Le rapport de Verkor.io reconnaît toutefois des limites techniques importantes. Les modèles peuvent prendre des décisions architecturales peu efficaces, raisonner de manière incorrecte sur Verilog ou confondre le comportement d’un circuit avec celui d’un programme séquentiel. La conclusion la plus raisonnable n’est donc pas que les ingénieurs vont disparaître, mais que leur rôle pourrait évoluer vers la définition des objectifs, la revue critique, le renforcement de la vérification et les décisions d’architecture.

La vraie nouvelle n’est donc pas que VerCore soit un processeur puissant. Il ne l’est pas. La vraie nouvelle est qu’un outil d’intelligence artificielle a commencé à parcourir de manière autonome une partie du chemin qui sépare une spécification écrite du design physique d’une puce. Dans une industrie où le temps, le coût et la rareté des talents spécialisés pèsent de plus en plus lourd, ce changement pourrait être plus important que le score précis de ce premier processeur.

Questions fréquentes

VerCore est-il aussi puissant qu’un processeur Intel moderne ?
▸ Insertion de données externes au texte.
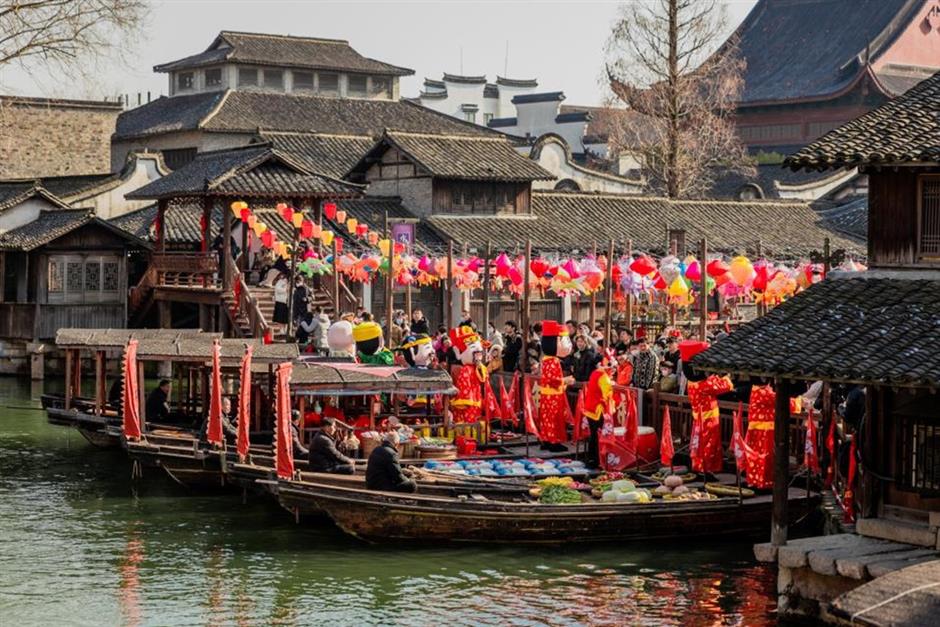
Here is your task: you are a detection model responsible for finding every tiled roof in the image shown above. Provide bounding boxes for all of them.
[259,132,375,178]
[428,192,864,259]
[153,31,414,76]
[736,0,923,104]
[785,72,940,169]
[126,145,362,199]
[693,273,940,387]
[0,209,143,251]
[353,131,555,181]
[114,91,495,139]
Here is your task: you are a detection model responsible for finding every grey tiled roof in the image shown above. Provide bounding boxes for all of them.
[428,192,864,259]
[127,145,362,199]
[153,31,414,76]
[114,91,495,139]
[693,275,940,387]
[785,68,940,168]
[259,132,375,178]
[737,0,923,104]
[354,131,555,181]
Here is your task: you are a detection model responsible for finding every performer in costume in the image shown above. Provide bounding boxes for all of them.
[679,340,734,473]
[744,385,777,488]
[538,320,571,452]
[584,362,613,467]
[353,320,395,366]
[448,326,489,422]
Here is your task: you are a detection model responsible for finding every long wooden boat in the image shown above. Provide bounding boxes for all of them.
[278,480,818,544]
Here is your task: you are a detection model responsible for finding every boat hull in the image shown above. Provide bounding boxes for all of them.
[278,481,816,544]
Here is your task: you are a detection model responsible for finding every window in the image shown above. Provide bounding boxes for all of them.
[206,67,222,87]
[369,76,392,98]
[176,72,195,90]
[346,74,368,98]
[917,176,940,258]
[264,70,284,89]
[294,72,313,90]
[46,255,121,303]
[317,74,339,96]
[238,67,258,87]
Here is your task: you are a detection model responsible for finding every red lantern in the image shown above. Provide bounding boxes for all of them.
[630,255,656,276]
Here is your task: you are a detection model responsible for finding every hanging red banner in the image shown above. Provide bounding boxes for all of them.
[235,344,254,461]
[206,340,222,446]
[274,362,294,479]
[121,340,140,440]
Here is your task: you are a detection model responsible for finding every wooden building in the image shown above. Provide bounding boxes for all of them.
[694,67,940,620]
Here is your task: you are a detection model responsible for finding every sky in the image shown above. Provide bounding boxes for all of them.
[0,0,756,105]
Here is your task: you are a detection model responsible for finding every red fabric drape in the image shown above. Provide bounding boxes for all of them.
[236,344,254,459]
[121,340,140,440]
[803,407,819,474]
[274,363,294,479]
[659,405,676,466]
[206,340,222,446]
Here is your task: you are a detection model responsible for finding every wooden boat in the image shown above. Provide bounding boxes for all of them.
[278,480,818,544]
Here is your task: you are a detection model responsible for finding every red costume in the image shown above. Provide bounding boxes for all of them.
[744,385,777,488]
[679,340,734,473]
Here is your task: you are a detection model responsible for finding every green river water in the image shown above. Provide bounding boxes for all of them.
[0,377,775,627]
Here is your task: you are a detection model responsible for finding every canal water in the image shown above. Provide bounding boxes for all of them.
[0,377,775,627]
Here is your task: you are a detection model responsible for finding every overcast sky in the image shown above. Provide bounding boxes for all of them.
[0,0,756,104]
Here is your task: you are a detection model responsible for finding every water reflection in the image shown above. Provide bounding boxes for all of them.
[0,379,774,626]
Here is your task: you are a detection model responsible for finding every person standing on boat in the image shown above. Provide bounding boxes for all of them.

Non. VerCore ne concurrence pas les processeurs modernes d’Intel, AMD, Apple ou Arm. D’après la comparaison fournie par Verkor.io, ses performances sont plus proches de celles d’un Intel Celeron SU2300, un processeur basse consommation basique associé à des appareils datant de plus de dix ans.

Que signifie le score de 3 261 points CoreMark de VerCore ?

Cela signifie que le design a été évalué avec un benchmark couramment utilisé pour les processeurs embarqués et les microcontrôleurs. Ce chiffre permet de situer ses performances relatives, mais il ne doit pas être comparé directement à des tests PC comme Cinebench, Geekbench ou PassMark.

VerCore peut-il déjà être fabriqué comme une vraie puce ?

À ce stade, rien n’indique que VerCore ait été fabriqué physiquement. Le design a atteint le format GDSII et a été validé en simulation, mais la fabrication en silicium exige des étapes supplémentaires de vérification, de tests physiques et de validation industrielle.

Pourquoi est-il important que cette CPU soit basée sur RISC-V ?

RISC-V est une architecture ouverte et modulaire, ce qui facilite la recherche, la conception de processeurs personnalisés et l’expérimentation avec de nouveaux outils. Cette ouverture en fait une plateforme particulièrement attractive pour tester des systèmes de conception de puces assistés par intelligence artificielle.